I've cought some lane out there but not a fattie like that. I've never scubud in the area but I'd be willing to bet that in the spring on a rocky outcrop, a sharp drop off could easily harbour snapper species. Talk to some of the galveston locals they'd be the most informative. Or call Capt. Mickey tomorrow morning. Don't get me wrong, I'd love to catch a fat red at the jetties. BTW was she full of eggs.



daparson said:


> Laughing ... I have no doubt they have been caught before - but really just trying to find some sort of rhyme or reason on how rare. One earlier poster knew a diver said they had seen quite a few snapper on dives around the Jetty ... curious as to why more haven't been caught.
> 
> I read one article that said snapper sometime follow a rig in ... who knows? But the more information ... the more informed a person can be. The more information, the more effective ... and lucky a person might become! (smile)
> 
> ...


----------



## Wakerider1424 (Nov 25, 2007)

galvetraz said:


> I've cought some lane out there but not a fattie like that. I've never scubud in the area but I'd be willing to bet that in the spring on a rocky outcrop, a sharp drop off could easily harbour snapper species. Talk to some of the galveston locals they'd be the most informative. Or call Capt. Mickey tomorrow morning. Don't get me wrong, I'd love to catch a fat red at the jetties. BTW was she full of eggs.


Texas state record Goliath was taken at the Freeport Jetties...would make me think there could be some red 'nappa!


----------



## omidian (Nov 6, 2007)

Hello all,

My 1st post here but I have been reading this sight for a little while.

I have seen 2 Red Snapper caught off the South Jetty last august, it was in a 23" boat, it was a older man and woman probably in their late 60's. As they brought them up they just looked at us smiled, waved, and tossed them back into the sea. They were easily over the minimum length and looked pretty fat.

Anyhow just thought I would chime in on this cool subject.

Happy fishing
Omi


----------



## daparson (Dec 4, 2004)

*Eggs*



galvetraz said:


> I'd love to catch a fat red at the jetties. BTW was she full of eggs.


Just got back from a Teaching Trip in New Mexico - I talked with Dewey - he cleaned the Red Snapper and did not see any eggs in the Snapper.

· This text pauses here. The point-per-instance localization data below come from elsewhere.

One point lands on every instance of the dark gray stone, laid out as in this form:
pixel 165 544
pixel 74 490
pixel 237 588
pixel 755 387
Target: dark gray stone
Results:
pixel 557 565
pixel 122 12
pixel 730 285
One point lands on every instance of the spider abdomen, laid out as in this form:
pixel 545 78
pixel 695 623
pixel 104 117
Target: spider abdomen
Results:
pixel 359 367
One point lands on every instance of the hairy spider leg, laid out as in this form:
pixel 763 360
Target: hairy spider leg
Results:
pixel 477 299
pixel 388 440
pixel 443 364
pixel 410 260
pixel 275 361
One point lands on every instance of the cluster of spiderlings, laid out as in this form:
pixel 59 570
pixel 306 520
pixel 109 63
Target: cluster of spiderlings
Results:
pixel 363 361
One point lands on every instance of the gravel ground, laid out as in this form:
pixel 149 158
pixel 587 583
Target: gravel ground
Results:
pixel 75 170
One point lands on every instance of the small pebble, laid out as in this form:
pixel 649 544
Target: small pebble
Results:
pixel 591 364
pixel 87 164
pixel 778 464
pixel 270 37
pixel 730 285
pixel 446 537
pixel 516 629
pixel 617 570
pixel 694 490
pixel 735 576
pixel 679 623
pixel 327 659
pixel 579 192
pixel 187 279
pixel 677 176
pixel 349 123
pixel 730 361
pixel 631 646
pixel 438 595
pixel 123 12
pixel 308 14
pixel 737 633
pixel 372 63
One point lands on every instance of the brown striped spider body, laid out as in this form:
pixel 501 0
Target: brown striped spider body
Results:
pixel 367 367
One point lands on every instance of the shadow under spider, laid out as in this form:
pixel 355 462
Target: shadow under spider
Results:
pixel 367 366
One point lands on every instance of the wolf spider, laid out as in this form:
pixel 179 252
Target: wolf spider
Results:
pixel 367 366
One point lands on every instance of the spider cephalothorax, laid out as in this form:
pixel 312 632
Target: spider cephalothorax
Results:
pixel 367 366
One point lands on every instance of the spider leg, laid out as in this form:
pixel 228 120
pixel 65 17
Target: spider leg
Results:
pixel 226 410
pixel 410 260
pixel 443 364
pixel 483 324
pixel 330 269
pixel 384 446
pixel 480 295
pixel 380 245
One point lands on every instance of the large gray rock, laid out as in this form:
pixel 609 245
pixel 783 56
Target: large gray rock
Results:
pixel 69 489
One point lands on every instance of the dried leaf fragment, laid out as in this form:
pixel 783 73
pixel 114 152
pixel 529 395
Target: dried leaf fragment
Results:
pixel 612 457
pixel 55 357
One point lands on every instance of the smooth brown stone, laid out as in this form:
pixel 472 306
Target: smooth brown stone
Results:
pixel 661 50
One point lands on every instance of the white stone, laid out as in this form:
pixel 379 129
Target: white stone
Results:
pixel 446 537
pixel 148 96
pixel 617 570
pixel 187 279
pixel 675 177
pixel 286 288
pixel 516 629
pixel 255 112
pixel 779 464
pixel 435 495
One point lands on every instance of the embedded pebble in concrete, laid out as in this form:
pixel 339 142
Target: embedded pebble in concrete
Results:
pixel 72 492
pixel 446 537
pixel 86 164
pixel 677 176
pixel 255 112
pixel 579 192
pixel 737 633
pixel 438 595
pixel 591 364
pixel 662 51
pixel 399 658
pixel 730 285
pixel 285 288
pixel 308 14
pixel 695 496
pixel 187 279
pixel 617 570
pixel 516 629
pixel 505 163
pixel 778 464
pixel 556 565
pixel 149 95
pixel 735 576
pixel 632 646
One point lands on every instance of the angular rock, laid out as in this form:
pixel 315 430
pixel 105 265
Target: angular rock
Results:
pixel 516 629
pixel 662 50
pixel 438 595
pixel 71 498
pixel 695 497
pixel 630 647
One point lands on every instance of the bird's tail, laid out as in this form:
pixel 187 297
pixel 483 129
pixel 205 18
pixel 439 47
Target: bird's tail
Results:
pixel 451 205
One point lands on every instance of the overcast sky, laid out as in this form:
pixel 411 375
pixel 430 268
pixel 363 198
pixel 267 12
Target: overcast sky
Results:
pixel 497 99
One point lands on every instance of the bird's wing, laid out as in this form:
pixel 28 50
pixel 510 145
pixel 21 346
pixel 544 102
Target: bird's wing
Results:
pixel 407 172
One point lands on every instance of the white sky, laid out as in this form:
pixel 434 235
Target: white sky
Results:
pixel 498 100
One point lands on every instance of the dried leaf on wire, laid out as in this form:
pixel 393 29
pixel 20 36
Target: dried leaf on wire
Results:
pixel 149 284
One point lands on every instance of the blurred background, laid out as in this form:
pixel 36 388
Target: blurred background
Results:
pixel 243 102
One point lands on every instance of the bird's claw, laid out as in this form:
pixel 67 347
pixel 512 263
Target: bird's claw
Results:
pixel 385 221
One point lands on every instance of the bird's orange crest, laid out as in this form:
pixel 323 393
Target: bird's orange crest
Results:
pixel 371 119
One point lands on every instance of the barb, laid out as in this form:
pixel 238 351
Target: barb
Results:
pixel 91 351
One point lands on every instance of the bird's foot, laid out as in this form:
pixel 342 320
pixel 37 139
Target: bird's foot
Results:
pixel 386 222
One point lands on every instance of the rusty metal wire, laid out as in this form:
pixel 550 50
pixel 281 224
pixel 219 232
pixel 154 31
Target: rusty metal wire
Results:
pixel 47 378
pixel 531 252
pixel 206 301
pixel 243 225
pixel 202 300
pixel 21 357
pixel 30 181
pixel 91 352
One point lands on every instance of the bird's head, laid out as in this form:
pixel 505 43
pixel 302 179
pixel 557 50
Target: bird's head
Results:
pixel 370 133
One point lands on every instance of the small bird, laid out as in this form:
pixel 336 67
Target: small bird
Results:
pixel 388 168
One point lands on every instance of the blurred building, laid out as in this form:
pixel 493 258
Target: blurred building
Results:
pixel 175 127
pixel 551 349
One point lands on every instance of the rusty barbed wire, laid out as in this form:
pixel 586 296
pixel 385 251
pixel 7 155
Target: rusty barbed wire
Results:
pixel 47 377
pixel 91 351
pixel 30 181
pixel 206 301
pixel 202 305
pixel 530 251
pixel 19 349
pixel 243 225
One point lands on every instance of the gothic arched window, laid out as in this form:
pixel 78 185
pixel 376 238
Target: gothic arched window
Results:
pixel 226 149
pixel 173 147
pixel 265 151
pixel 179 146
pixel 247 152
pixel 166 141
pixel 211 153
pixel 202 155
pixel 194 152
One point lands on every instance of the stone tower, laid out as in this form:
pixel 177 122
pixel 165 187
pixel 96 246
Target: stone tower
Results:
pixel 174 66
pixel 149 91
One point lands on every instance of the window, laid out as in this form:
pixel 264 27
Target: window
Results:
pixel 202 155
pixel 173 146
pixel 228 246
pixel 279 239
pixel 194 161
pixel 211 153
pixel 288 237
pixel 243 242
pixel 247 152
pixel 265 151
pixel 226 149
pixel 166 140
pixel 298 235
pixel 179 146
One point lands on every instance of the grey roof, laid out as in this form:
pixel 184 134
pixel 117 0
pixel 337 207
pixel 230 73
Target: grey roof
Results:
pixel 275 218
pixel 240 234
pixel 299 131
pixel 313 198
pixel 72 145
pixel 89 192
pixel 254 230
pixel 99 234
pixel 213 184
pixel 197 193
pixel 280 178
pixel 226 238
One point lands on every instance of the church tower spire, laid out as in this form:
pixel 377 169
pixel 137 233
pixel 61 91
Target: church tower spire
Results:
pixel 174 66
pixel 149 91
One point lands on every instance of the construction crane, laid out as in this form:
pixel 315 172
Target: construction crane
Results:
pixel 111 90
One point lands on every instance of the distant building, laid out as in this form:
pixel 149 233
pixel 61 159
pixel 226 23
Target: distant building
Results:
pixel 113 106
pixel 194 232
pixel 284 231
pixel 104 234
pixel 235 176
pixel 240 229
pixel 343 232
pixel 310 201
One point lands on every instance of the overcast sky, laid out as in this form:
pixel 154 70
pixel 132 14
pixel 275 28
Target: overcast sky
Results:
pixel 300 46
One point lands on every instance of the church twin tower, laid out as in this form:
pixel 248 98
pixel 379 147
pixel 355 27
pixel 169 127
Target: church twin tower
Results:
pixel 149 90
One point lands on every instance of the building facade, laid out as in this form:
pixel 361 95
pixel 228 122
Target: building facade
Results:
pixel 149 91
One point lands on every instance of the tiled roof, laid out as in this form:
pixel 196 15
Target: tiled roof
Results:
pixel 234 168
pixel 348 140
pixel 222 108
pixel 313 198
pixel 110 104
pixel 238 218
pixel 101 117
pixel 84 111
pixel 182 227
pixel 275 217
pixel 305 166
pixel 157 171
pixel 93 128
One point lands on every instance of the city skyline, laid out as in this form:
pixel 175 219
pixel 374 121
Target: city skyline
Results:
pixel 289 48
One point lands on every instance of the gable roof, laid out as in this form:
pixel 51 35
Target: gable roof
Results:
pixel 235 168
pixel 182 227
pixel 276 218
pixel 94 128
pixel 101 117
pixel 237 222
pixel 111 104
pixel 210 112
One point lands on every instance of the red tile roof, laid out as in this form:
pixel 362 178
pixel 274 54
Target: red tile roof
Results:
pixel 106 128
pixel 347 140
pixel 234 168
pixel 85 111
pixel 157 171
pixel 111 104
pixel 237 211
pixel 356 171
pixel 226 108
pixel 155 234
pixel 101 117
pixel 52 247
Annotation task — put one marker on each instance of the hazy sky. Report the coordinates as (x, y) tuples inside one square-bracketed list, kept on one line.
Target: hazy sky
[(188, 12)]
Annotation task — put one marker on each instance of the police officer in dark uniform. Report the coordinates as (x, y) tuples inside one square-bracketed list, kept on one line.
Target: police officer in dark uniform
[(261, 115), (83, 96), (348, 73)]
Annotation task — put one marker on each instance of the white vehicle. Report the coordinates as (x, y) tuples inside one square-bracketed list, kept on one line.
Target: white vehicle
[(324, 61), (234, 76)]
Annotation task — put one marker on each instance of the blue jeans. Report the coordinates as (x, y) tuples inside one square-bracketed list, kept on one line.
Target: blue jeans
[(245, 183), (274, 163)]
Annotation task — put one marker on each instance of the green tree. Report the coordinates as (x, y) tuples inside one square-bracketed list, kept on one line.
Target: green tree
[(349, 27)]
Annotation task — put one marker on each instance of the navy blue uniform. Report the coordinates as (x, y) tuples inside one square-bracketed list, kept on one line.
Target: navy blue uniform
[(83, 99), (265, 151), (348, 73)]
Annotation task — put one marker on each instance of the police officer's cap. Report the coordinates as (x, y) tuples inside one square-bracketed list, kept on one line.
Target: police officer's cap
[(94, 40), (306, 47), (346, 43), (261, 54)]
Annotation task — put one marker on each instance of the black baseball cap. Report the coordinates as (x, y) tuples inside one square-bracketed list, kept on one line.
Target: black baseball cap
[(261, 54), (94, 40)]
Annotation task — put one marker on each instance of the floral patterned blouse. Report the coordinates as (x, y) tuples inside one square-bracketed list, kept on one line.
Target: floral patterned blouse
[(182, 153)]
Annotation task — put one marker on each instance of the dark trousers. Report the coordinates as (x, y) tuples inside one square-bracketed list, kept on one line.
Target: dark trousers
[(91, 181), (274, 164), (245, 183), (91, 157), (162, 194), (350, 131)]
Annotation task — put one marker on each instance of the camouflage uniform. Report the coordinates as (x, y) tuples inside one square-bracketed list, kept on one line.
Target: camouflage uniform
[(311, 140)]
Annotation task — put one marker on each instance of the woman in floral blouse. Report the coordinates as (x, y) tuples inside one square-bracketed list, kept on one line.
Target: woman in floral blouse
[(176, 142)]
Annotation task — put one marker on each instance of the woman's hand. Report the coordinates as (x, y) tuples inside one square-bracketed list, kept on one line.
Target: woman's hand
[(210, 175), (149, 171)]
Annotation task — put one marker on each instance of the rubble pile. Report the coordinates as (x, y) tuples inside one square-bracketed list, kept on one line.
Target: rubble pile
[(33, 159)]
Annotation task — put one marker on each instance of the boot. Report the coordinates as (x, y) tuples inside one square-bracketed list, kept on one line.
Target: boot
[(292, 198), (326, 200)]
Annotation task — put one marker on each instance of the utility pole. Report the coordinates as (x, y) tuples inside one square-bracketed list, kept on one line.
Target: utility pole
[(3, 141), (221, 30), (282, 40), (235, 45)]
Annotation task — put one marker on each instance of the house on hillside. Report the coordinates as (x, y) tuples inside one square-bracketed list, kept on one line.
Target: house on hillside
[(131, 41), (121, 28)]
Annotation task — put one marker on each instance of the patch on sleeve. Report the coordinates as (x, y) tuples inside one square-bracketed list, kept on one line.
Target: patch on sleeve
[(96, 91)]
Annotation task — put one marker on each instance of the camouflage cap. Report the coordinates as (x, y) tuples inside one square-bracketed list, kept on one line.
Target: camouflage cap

We always try and do what is best for fish we catch, but this was one time there was no debate about keeping the fish. I was told it tasted wonderful!

Fish Hard!

Mark


----------



## ol billy (Jun 14, 2005)

Very cool on the snapper!


----------



## ricpan (Oct 28, 2004)

*Grouper*

As for as the state Goliath Grouper "Jewfish" record and then World Record was caught off Galveston by my Uncle Gus Pangarakis.


----------



## galvetraz (Nov 29, 2005)

No doub't she was tasty. Prob. taste like a bay snapper. Bet the nest was consumed though.



daparson said:


> Just got back from a Teaching Trip in New Mexico - I talked with Dewey - he cleaned the Red Snapper and did not see any eggs in the Snapper. We always try and do what is best for fish we catch, but this was one time there was no debate about keeping the fish. I was told it tasted wonderful!
> 
> Fish Hard!
> 
> Mark


----------